Vitamin K₁ deficiency

Vitamin K₁-deficiency may occur by disturbed intestinal uptake (such as would occur in a bile duct obstruction), by therapeutic or accidental intake of a vitamin K₁-antagonist such as warfarin, or, very rarely, by nutritional vitamin K₁ deficiency. As a result, Gla-residues are inadequately formed and the Gla-proteins are insufficiently active.

Signs and symptoms

Symptoms include bruising,^[1] petechiae,^[1] hematomas,^[1] oozing of blood at surgical or puncture sites, stomach pains; risk of massive uncontrolled bleeding; cartilage calcification; and severe malformation of developing bone or deposition of insoluble calcium salts in the walls of arteries.

In infants, it can cause some birth defects such as underdeveloped face, nose, bones, and fingers.^[1]

Vitamin K is changed to its active form in the liver by the enzyme epoxide reductase. Activated vitamin K is then used to gamma carboxylate (and thus activate) certain enzymes involved in coagulation: Factors II, VII, IX, X, and protein C and protein S. Inability to activate the clotting cascade via these factors leads to the bleeding symptoms mentioned above.

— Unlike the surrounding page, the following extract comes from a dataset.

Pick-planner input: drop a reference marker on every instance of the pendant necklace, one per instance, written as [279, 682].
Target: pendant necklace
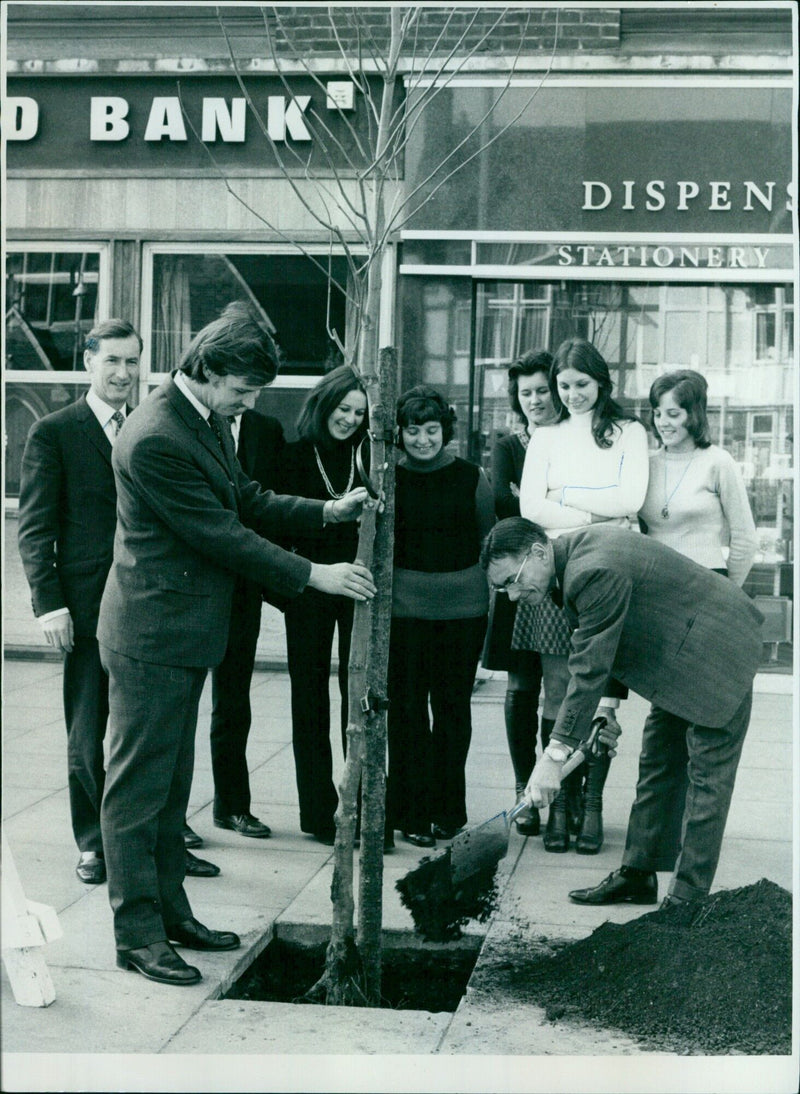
[665, 510]
[326, 480]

Notably, when one examines the lab values in Vitamin K deficiency [see below] the prothrombin time is elevated, but the partial thromboplastin time is normal or only mildly prolonged. This may seem counterintuitive given that the deficiency leads to decreased activity in factors of both the intrinsic pathway (F-IX) which is monitored by PTT, as well as the extrinsic pathway (F-VII) which is monitored by PT. However, factor VII has the shortest half-life of all the factors carboxylated by vitamin K; therefore, when deficient, it is the PT that rises first, since the activated Factor VII is the first to "disappear." In later stages of deficiency, the other factors (which have longer half lives) are able to "catch up," and the PTT becomes elevated as well.

Vitamin K₂ Deficiency

Menaquinone (vitamin K₂), but not phylloquinone (vitamin K₁), intake is associated with reduced risk of CHD mortality, all-cause mortality and severe aortic calcification.^[2][3][4]

Epidemiology

The prevalence of vitamin K deficiency varies by geographic region.

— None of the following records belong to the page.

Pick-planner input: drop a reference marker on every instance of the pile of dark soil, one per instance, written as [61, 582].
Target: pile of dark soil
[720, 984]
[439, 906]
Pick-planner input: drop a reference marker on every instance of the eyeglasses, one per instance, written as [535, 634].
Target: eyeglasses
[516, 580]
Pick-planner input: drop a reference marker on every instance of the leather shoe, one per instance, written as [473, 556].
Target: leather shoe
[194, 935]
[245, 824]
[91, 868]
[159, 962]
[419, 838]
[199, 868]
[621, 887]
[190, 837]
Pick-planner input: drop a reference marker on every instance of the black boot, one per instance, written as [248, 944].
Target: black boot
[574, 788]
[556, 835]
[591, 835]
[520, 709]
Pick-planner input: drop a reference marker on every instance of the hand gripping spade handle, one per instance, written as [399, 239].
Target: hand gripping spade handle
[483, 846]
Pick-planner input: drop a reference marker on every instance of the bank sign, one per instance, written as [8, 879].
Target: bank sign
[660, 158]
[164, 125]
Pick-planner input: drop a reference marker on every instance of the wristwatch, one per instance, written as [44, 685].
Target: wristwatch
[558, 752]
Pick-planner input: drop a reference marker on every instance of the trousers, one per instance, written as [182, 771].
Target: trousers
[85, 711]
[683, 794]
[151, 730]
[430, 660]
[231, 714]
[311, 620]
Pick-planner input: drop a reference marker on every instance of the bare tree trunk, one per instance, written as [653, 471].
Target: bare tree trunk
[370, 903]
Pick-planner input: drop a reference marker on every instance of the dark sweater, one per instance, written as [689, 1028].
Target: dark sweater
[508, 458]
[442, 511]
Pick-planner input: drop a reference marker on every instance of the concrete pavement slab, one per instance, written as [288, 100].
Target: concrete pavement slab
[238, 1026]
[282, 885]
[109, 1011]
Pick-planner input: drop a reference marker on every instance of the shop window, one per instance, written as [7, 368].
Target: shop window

For infants in the United States, vitamin K₁ deficiency without bleeding may occur in as many as 50% of infants younger than 5 days old, with the classic hemorrhagic disease occurring in 0.25-1.7% of infants.^[1] Therefore, the Committee on Nutrition of the American Academy of Pediatrics recommends that 0.5 to 1.0 mg Vitamin K₁ be administered to all newborns shortly after birth.^[5]

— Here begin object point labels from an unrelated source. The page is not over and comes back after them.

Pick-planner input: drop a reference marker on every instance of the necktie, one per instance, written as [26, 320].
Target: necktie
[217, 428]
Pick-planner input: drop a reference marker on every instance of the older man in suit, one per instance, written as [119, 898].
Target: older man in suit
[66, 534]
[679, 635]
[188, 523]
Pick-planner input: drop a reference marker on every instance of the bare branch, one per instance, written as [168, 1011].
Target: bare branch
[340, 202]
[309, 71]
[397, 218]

Postmenopausal and elderly women in Thailand have high risk of Vitamin K₂ deficiency, compared with the normal value of young, reproductive females.^[6] Current dosage recommendations for Vitamin K may be too low.^[7]

The deposition of calcium in soft tissues, including arterial walls, is quite common, especially in those suffering from atherosclerosis, suggesting that Vitamin K deficiency is more common than previously thought.^[8]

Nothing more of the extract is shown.